This report in Adelaide Now: http://www.news.com.au/adelaidenow/story/0,22606,23977671-5006301,00.html?from=public_rss
It's apparent that the Americans made a request to Australian authorities to test sarin gas in North Queensland in 1962. They wanted to test the results on "jungle foliage" and "personnel traversing". This jungle was in an area near Lockhart River, and the "personnel" were to be diggers, not GIs.
Harold Holt had the backbone to say "no". His reaction to getting the request must have been interesting.
The testing was vetoed by then prime minister Harold Holt in 1966. Holt's former staffer Peter Bailey told Channel Nine the nerve gas plan had been considered by the Australian government and ministers were concerned that scuttling it could damage Canberra's relationship with the US. He said the ministers felt "if they weren't pretty good and pretty faithful to the Americans we would be dumped," he said.

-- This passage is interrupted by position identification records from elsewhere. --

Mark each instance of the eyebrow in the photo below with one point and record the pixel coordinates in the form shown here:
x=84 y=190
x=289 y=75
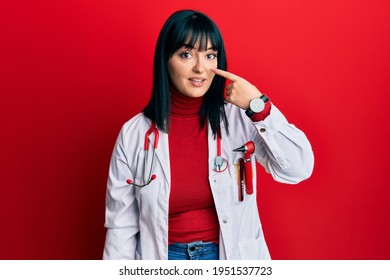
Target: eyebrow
x=189 y=46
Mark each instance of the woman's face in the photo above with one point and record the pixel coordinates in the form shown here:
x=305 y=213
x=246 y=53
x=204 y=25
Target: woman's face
x=190 y=70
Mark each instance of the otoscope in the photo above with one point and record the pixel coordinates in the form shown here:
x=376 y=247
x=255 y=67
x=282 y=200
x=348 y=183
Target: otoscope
x=248 y=148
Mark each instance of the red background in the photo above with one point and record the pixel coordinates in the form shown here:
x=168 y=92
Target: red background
x=72 y=72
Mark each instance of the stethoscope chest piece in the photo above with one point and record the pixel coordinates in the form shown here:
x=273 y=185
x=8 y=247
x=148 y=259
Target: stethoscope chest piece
x=220 y=164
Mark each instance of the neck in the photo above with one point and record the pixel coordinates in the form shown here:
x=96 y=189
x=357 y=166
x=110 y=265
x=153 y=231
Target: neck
x=184 y=106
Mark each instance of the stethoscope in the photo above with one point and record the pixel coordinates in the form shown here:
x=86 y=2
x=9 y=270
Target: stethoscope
x=220 y=163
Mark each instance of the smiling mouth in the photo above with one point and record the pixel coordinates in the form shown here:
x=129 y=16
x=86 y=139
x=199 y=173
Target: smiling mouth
x=198 y=82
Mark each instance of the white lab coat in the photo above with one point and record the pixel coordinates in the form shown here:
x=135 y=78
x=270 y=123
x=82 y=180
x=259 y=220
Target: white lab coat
x=137 y=218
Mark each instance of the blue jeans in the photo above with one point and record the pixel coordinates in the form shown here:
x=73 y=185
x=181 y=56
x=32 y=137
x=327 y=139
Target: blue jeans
x=193 y=251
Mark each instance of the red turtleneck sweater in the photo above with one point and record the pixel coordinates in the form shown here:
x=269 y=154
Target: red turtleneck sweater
x=192 y=213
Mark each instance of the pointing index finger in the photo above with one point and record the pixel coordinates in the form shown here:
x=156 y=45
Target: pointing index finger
x=226 y=74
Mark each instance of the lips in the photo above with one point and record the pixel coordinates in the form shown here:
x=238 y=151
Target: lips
x=197 y=81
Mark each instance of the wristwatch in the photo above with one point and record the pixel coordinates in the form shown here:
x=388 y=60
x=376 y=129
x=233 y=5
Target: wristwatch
x=256 y=105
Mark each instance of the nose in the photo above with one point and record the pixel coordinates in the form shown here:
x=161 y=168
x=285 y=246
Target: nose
x=199 y=65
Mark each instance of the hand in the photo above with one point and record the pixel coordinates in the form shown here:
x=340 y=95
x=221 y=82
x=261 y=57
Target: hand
x=239 y=92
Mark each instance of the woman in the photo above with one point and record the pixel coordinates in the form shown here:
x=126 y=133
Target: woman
x=176 y=189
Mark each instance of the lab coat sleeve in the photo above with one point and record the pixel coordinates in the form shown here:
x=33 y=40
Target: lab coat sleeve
x=121 y=207
x=282 y=149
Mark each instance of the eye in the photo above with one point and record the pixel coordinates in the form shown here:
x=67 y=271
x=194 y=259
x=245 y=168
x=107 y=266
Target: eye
x=212 y=56
x=185 y=55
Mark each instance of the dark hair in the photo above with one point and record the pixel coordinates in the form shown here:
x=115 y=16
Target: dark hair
x=187 y=27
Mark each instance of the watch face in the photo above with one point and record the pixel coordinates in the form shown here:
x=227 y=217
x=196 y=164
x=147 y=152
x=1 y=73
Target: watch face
x=257 y=105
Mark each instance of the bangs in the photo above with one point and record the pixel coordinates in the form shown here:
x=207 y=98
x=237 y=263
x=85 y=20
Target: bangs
x=198 y=33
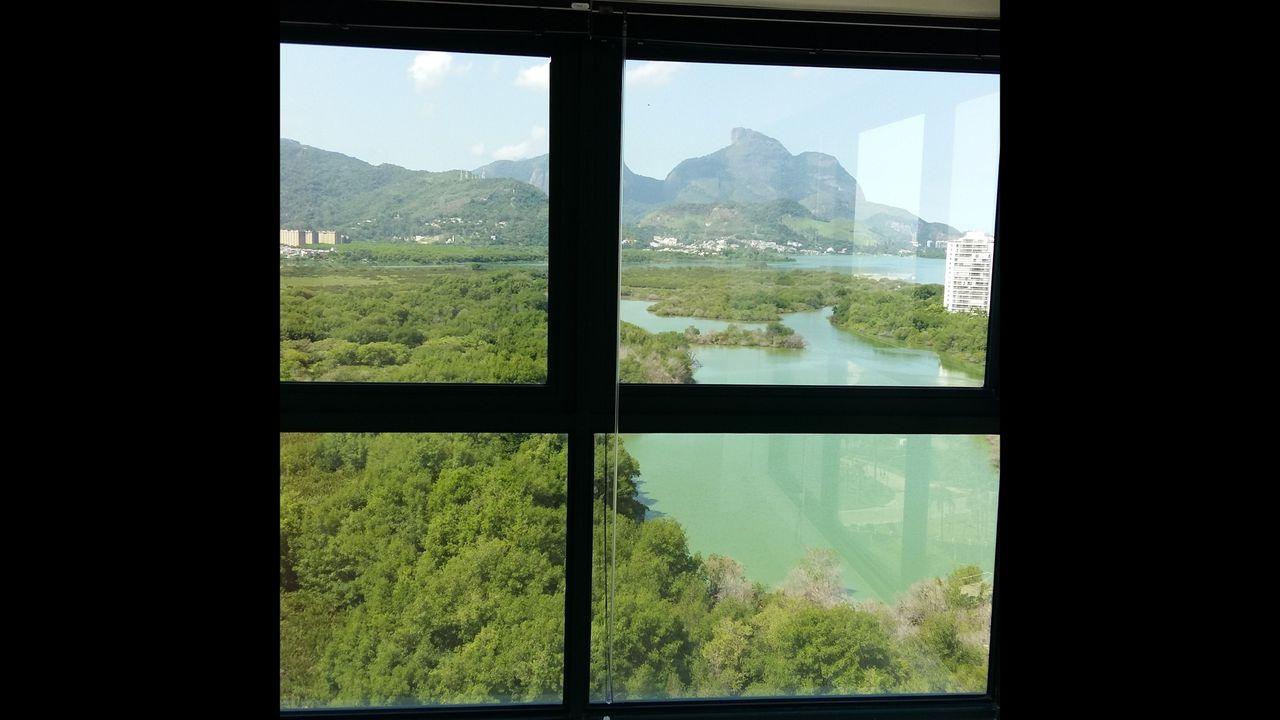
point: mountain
(533, 171)
(755, 168)
(323, 190)
(750, 194)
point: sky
(924, 141)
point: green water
(831, 355)
(896, 509)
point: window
(438, 528)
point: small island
(775, 335)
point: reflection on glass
(801, 565)
(421, 569)
(849, 213)
(412, 215)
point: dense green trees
(891, 311)
(913, 315)
(430, 569)
(453, 324)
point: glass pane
(807, 226)
(421, 569)
(803, 565)
(412, 215)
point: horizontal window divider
(782, 409)
(456, 712)
(950, 707)
(452, 18)
(654, 32)
(695, 50)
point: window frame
(588, 51)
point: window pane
(807, 226)
(421, 569)
(412, 215)
(803, 565)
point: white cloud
(430, 68)
(528, 147)
(652, 73)
(538, 77)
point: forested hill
(323, 190)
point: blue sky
(928, 142)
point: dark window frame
(588, 50)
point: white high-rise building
(968, 276)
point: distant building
(968, 273)
(304, 238)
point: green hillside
(321, 190)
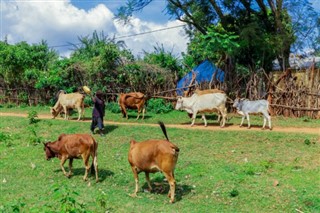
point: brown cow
(68, 101)
(152, 156)
(207, 91)
(74, 146)
(132, 100)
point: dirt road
(187, 126)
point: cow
(203, 104)
(132, 100)
(67, 101)
(207, 91)
(152, 156)
(245, 106)
(74, 146)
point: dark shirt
(99, 107)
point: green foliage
(113, 107)
(234, 193)
(5, 139)
(14, 206)
(33, 137)
(159, 106)
(32, 116)
(307, 142)
(68, 200)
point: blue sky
(61, 22)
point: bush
(113, 107)
(4, 138)
(159, 106)
(32, 115)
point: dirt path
(187, 126)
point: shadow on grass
(161, 186)
(102, 173)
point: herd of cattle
(152, 155)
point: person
(98, 113)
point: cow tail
(163, 129)
(95, 159)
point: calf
(244, 107)
(74, 146)
(152, 156)
(132, 100)
(68, 101)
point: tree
(268, 21)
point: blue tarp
(204, 72)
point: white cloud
(60, 23)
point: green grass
(216, 171)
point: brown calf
(74, 146)
(68, 101)
(132, 100)
(152, 156)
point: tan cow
(204, 92)
(74, 146)
(208, 91)
(152, 156)
(68, 101)
(132, 100)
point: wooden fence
(291, 93)
(295, 93)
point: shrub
(113, 107)
(4, 138)
(32, 115)
(159, 106)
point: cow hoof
(133, 195)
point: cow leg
(79, 113)
(62, 161)
(242, 120)
(136, 179)
(143, 112)
(264, 121)
(94, 166)
(148, 181)
(194, 115)
(248, 118)
(172, 183)
(70, 167)
(87, 166)
(203, 117)
(124, 111)
(65, 112)
(138, 113)
(269, 122)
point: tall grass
(216, 171)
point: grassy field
(247, 171)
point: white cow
(244, 107)
(204, 103)
(68, 101)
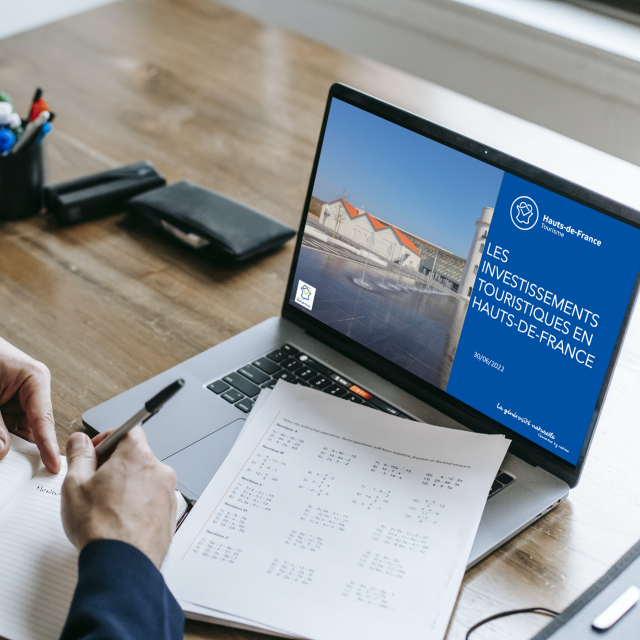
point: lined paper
(17, 468)
(38, 568)
(329, 520)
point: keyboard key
(291, 364)
(232, 396)
(318, 366)
(266, 365)
(277, 355)
(242, 384)
(340, 380)
(245, 405)
(360, 392)
(288, 349)
(320, 382)
(218, 386)
(287, 376)
(255, 375)
(336, 390)
(505, 478)
(306, 374)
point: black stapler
(100, 194)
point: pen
(151, 407)
(37, 95)
(31, 132)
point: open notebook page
(360, 522)
(38, 568)
(17, 468)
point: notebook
(330, 521)
(38, 564)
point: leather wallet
(208, 222)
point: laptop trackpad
(196, 464)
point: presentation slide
(551, 292)
(501, 293)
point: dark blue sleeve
(121, 596)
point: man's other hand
(25, 404)
(131, 497)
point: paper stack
(332, 521)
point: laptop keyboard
(241, 387)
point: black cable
(513, 612)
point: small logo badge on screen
(305, 295)
(524, 213)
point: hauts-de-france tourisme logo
(524, 213)
(305, 295)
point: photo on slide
(393, 239)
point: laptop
(438, 280)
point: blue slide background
(550, 389)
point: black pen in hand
(151, 407)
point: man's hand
(130, 498)
(25, 404)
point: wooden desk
(212, 96)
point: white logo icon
(305, 295)
(524, 213)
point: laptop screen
(499, 292)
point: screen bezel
(424, 391)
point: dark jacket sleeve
(121, 596)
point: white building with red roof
(384, 239)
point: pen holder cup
(22, 177)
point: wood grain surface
(213, 96)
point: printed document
(333, 521)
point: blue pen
(46, 128)
(7, 140)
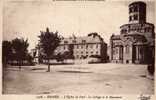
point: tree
(6, 51)
(49, 42)
(20, 51)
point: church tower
(137, 12)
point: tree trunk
(20, 65)
(48, 65)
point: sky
(26, 18)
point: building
(135, 44)
(83, 47)
(74, 47)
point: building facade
(83, 47)
(136, 43)
(78, 48)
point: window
(87, 46)
(74, 41)
(135, 9)
(91, 46)
(65, 42)
(130, 18)
(83, 41)
(81, 46)
(135, 17)
(97, 46)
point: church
(136, 43)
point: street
(78, 79)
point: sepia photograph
(78, 47)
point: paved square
(78, 79)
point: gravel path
(78, 79)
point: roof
(79, 40)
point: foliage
(49, 41)
(6, 51)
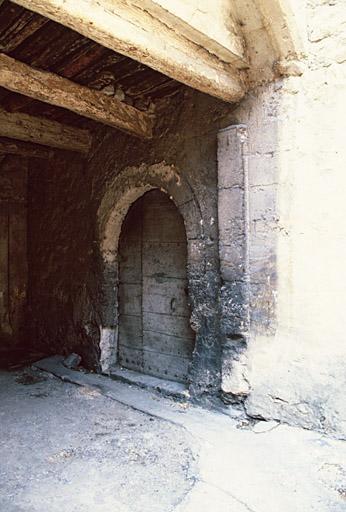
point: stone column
(233, 251)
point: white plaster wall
(297, 174)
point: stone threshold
(166, 387)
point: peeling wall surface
(264, 225)
(297, 248)
(74, 267)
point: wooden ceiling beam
(42, 131)
(27, 149)
(55, 90)
(127, 28)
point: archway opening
(154, 334)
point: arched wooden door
(155, 336)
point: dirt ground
(82, 442)
(69, 449)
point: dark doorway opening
(155, 336)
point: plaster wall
(297, 239)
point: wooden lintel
(128, 29)
(55, 90)
(43, 131)
(26, 149)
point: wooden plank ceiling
(44, 44)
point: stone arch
(129, 185)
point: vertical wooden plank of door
(130, 290)
(167, 336)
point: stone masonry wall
(71, 306)
(13, 251)
(296, 165)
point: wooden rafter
(125, 27)
(42, 131)
(55, 90)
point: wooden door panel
(154, 330)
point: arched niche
(129, 185)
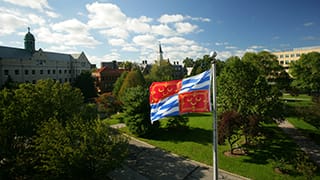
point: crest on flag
(177, 97)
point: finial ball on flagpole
(213, 54)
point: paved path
(148, 162)
(308, 146)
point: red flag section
(194, 101)
(161, 90)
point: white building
(30, 65)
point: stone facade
(30, 65)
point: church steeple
(160, 53)
(29, 42)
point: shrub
(81, 150)
(137, 110)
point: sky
(131, 30)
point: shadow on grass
(197, 135)
(275, 146)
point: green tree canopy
(133, 79)
(162, 72)
(242, 88)
(269, 67)
(201, 65)
(85, 82)
(117, 85)
(306, 73)
(137, 109)
(188, 62)
(47, 132)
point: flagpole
(214, 118)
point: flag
(177, 97)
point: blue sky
(130, 30)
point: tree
(108, 103)
(228, 128)
(162, 72)
(243, 89)
(85, 82)
(306, 73)
(78, 150)
(35, 117)
(137, 110)
(133, 79)
(269, 67)
(201, 65)
(117, 85)
(188, 62)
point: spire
(160, 52)
(29, 42)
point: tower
(29, 42)
(160, 53)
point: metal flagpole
(214, 117)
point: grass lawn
(298, 120)
(196, 143)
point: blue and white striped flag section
(177, 97)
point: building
(30, 65)
(106, 76)
(286, 57)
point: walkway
(308, 146)
(149, 162)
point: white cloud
(162, 29)
(35, 19)
(177, 41)
(255, 47)
(221, 43)
(62, 48)
(170, 18)
(144, 40)
(223, 55)
(130, 48)
(198, 19)
(70, 26)
(34, 4)
(45, 35)
(185, 27)
(231, 47)
(11, 22)
(40, 5)
(52, 14)
(138, 25)
(307, 24)
(105, 15)
(116, 42)
(115, 32)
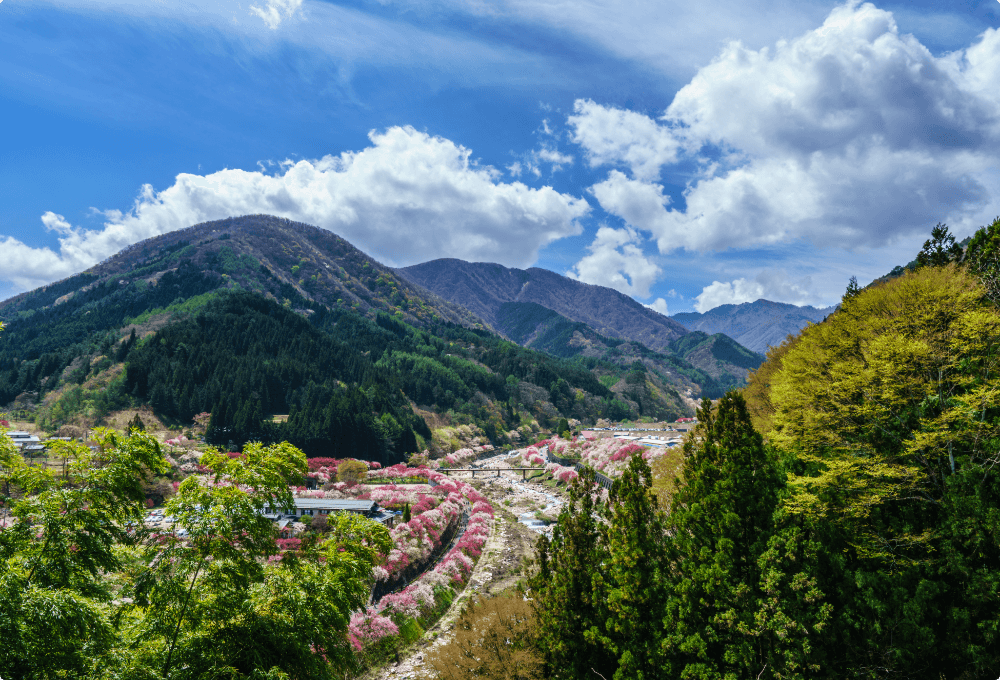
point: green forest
(840, 518)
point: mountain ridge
(483, 287)
(756, 325)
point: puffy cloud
(769, 284)
(659, 305)
(616, 261)
(851, 135)
(408, 198)
(275, 11)
(616, 136)
(533, 160)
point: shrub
(352, 471)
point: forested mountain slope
(543, 310)
(252, 317)
(755, 325)
(485, 288)
(270, 255)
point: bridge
(524, 471)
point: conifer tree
(570, 602)
(722, 519)
(634, 574)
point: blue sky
(688, 154)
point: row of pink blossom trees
(424, 600)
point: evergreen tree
(634, 576)
(135, 424)
(939, 249)
(852, 288)
(570, 601)
(723, 521)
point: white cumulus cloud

With allies like these, it's a wonder we survived the last fifty years - although there are plenty of Vietnam Vets living the consequences of indiscriminate spraying of chemicals.
This historical thread of Australian service personnel being considered expendable by foreign regimes is woven through our national narrative. It can be seen as far back as the Boer war, and was at its height during the first world war.
Then there was Churchill's tendency to see Aussies as cannon fodder to protect British interests in Burma, rather than allowing them to return home to protect their homeland in the face of an invasion threat from the Japanese.
John Curtin and Harold Holt have something in common.